Closed seblabbe closed 9 years ago
Note that the patchbot was not able to build the doc.
Branch pushed to git repo; I updated commit sha1. New commits:
ca84fcf | Trac #18987: Parallel computation of the nb of solutions for tilings |
3d4402b | Trac #18987: Tilings of polyominos modulo 180 degrees rotations |
65f6512 | Trac #18987: Add a transparent gray box to QuantuminoState.show3d |
555f0a9 | Trac #18987: doc + optim in dancing_links |
481d96e | Trac #18987: rename orthogonal_transformation function |
5f66e1d | Trac #18987: Improve explanation of the modpi argument |
d359115 | Trac #18987: Using cosets for when modpi=True |
1e01ba2 | Trac #18987: Change pentaminos to there canonical form |
There was a TESTS::
with text following. Fixed that (and squashed it the the last commit). Also added the prefix Trac #18987:
to all commit messages.
There is one failing doctest on the patchbot that is not failing on my machine...

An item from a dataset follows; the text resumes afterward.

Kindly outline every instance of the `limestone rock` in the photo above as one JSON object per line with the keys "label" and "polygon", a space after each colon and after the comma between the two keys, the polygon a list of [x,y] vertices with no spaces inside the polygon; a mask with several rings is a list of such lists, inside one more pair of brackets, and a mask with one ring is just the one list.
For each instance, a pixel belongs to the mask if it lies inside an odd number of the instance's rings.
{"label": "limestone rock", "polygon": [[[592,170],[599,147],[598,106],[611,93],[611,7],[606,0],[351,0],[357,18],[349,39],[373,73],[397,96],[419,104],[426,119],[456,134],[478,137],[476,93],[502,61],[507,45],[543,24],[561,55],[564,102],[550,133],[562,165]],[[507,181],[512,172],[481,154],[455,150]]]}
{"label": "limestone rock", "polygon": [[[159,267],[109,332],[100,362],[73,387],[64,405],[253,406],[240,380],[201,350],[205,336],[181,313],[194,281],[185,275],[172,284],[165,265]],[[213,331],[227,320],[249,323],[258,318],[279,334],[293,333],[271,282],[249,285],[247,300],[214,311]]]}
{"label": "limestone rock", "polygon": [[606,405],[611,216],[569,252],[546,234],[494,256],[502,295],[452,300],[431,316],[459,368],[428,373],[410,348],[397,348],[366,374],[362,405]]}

Branch pushed to git repo; I updated commit sha1. New commits:
2133ecd | Trac #18987: fixing intermittent doctest failure |
Are you sure ncube_isometry_group
is worth a @cached_function
?
In ncube_isometry_group_modpi
why are you building MatrixGroup
?
In
P_coset = set(frozenset((m.matrix() * self).canonical() for m in coset) for coset in L)
return set(next(iter(s)) for s in P_coset)
You are building a lot of images to consider matrix x polyomino
to use just one at the end. Why not
return set((L[0].matrix() * self).canonical() for coset in L)
And if you were not using matrix groups you can even do
return set((L[0] * self).canonical() for coset in L)
You are using L
instead of coset
I think. Can you edit your previous comment to make sure I understand what you mean?
Replying to @videlec:
Are you sure
ncube_isometry_group
is worth a@cached_function
?
Calling this function takes 2.8s on my machine. And it is called once for each polyomino. That is 16 times for the Quantumino puzzle. With the cache, I gain about 40s to construct the rows to give to the dlx solver.
In
ncube_isometry_group_modpi
why are you buildingMatrixGroup
?
Because otherwise, this
G = ncube_isometry_group(n, orientation_preserving)
H = [h for h in G if all(i==j for (i,j) in h.nonzero_positions())]
left_cosets = set(tuple(sorted(h*g for h in H)) for g in G)
throws a TypeError: mutable matrices are unhashable
and I find it more fun to read like this instead of the .set_immutable()
on every matrices.
You are building a lot of images to consider
matrix x polyomino
to use just one at the end. Why not
I know but I need all of them. That is what I understood yesterday. Let me try to explain. In general it is okay to take only one matrix in the coset. The problem comes when the polyomino is invariant under some of the 24 orientation preserving isometries of the cube. For example, consider:
sage: from sage.games.quantumino import pentaminos
sage: from sage.combinat.tiling import ncube_isometry_group
sage: p = pentaminos[7]
sage: m = ncube_isometry_group(3)[-3]
sage: p
Polyomino: [(0, 0, 0), (0, 1, 0), (0, 2, 0), (0, 2, 1), (1, 0, 0)], Color: orange
sage: m
[ 0 0 1]
[ 0 -1 0]
[ 1 0 0]
sage: (m*p).canonical() == p
True
The polyomino p
has 12 distinct rotation images instead of 24. And among the 12 ways of placing that polyomino into a box, there are 3 distinct ways up to rotation of the box keeping the box invariant. To compute this, we need to consider the whole coset:
sage: cosets = ncube_isometry_group_modpi(3)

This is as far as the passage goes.